Mr Geddes said they encountered a similar problem at exactly the same date, December 24, in their 35ha Bollgard II crop in 2007-08 and opted to spray as a precautionary measure.
Ms Maas said surviving larvae had been collected and tested from multiple EIA farms this season but there was no evidence of Bt resistance.
"One theory put forward is that at the peak flowering stage, there could be a dip in expression of the plant gene conferring the toxin," Ms Maas said.
Further research on the thresholds for Bt susceptible Helicoverpa survivors in Bollgard II was being undertaken this year by University of New England and Cotton Catchment Communities PhD student Boaqian Lu.
Mr Geddes said he remained a firm advocate for Bt technology which was a far better option to pesticide spraying.
This year the cotton was sprayed early in the season to control mirids and on January 1, a build up of silver leaf whitefly was effectively controlled with an aerial application of Pegasus.
The Geddes family invested in an irrigation water management project in 1993 that had cut water use by 30pc annually thanks to a tailwater recycling system incorporating 150Ml of on-farm storage in three ring tanks.
Water use efficiency was further enhanced in 1998 with the installation of 35ha of drip line irrigation on sandy loam country unsuited to syphon furrow irrigation.
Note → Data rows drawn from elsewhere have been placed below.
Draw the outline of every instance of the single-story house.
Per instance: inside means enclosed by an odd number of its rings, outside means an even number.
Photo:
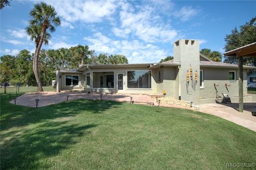
[[[256,87],[256,70],[248,73],[247,79],[249,86]]]
[[[161,63],[85,64],[57,71],[57,91],[152,95],[165,91],[166,96],[196,104],[214,103],[223,92],[238,100],[237,65],[213,62],[199,54],[197,40],[180,39],[173,47],[173,60]],[[245,96],[247,70],[253,69],[244,66]]]

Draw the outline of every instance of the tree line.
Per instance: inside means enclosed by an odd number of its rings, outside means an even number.
[[[33,68],[34,54],[26,50],[21,50],[16,56],[1,57],[0,82],[21,82],[36,85]],[[38,71],[41,81],[49,83],[55,80],[53,72],[56,70],[74,69],[83,64],[127,64],[128,60],[122,55],[107,53],[94,54],[87,46],[78,45],[57,50],[42,49],[38,58]]]

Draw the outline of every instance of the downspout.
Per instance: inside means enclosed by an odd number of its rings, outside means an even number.
[[[180,85],[180,65],[178,67],[179,68],[179,100],[181,100],[181,90]]]

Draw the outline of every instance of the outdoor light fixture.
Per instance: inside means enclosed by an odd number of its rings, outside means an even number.
[[[188,70],[187,71],[187,81],[188,83],[189,82],[189,73],[188,72]]]
[[[68,97],[69,97],[69,95],[67,95],[66,96],[66,97],[67,97],[67,101],[68,101]]]
[[[100,94],[100,100],[102,100],[102,94]]]
[[[39,99],[36,99],[36,108],[37,108],[37,105],[39,102]]]

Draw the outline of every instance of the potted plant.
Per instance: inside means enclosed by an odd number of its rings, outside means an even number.
[[[166,91],[165,91],[165,90],[163,90],[163,95],[164,95],[164,97],[166,95]]]

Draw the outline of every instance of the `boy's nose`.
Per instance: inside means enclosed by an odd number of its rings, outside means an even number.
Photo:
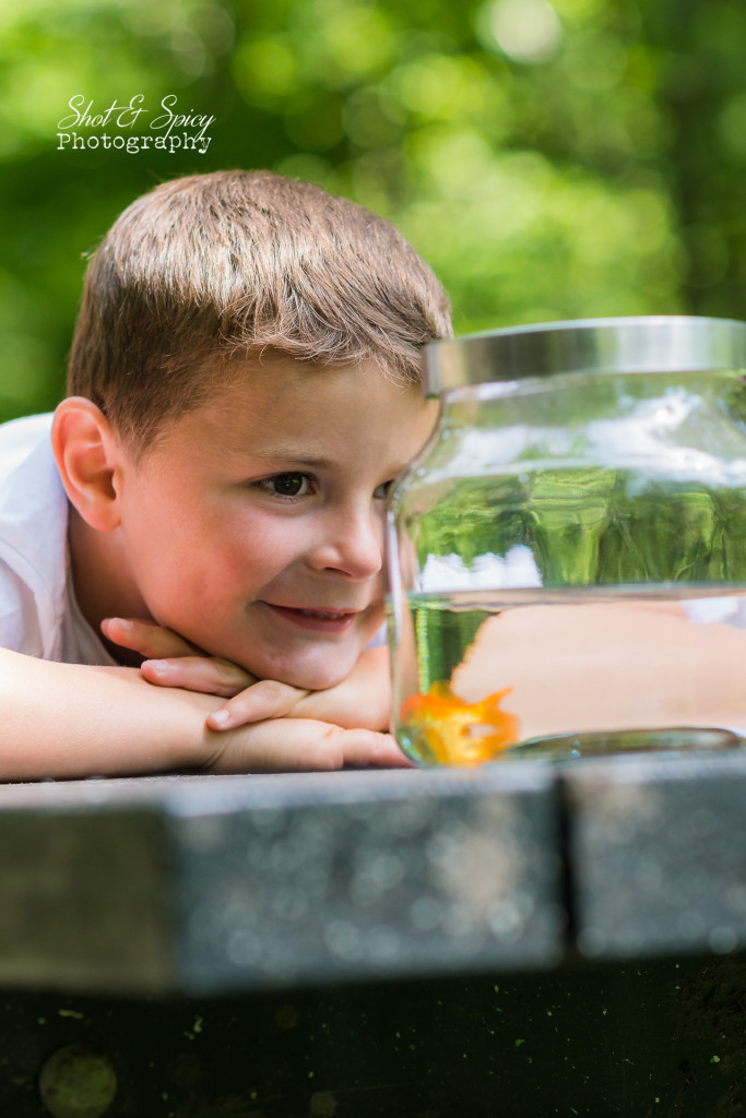
[[[350,578],[372,578],[384,566],[384,525],[371,510],[341,511],[327,522],[311,555],[317,570],[339,570]]]

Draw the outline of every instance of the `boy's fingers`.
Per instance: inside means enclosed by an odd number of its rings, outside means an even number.
[[[149,683],[161,688],[183,688],[186,691],[204,691],[206,694],[225,698],[238,694],[256,682],[243,667],[229,660],[214,656],[182,655],[176,660],[145,660],[140,665],[140,674]]]
[[[163,628],[155,622],[143,622],[128,617],[106,617],[101,631],[114,644],[139,652],[148,659],[161,656],[193,656],[199,650],[185,641],[172,629]]]
[[[216,692],[217,693],[217,692]],[[289,683],[276,680],[261,680],[230,699],[207,719],[211,730],[233,730],[246,722],[262,722],[265,718],[283,718],[289,714],[299,699],[306,695]]]
[[[215,735],[206,766],[215,773],[330,771],[344,768],[412,768],[387,733],[341,730],[312,719],[274,719]]]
Drip lines had reduced the irrigation output by 0.75Ml/ha with minimal labour input.
Mr Geddes said because of the limited water availability, the 35ha drip line paddock was the only cotton sown in 2007-08 and ironically this crop was inundated for a week in 30cm of water by record January floods from the Nogoa River.
"Although we lost all the lower bolls, we picked close to 6.2 bales/ha from this flooded crop and received a premium for the high quality cotton," he said.
To take advantage of attractive grain prices in 2007-08, Mr Geddes has successfully double-cropped wheat followed by an early January-sown sorghum crop harvested in June and replanted to cotton in September.
Mr Geddes said that where chickpeas were sown in the rotation, the soil moisture was severely depleted and the follow-up cotton crop had not performed quite as well.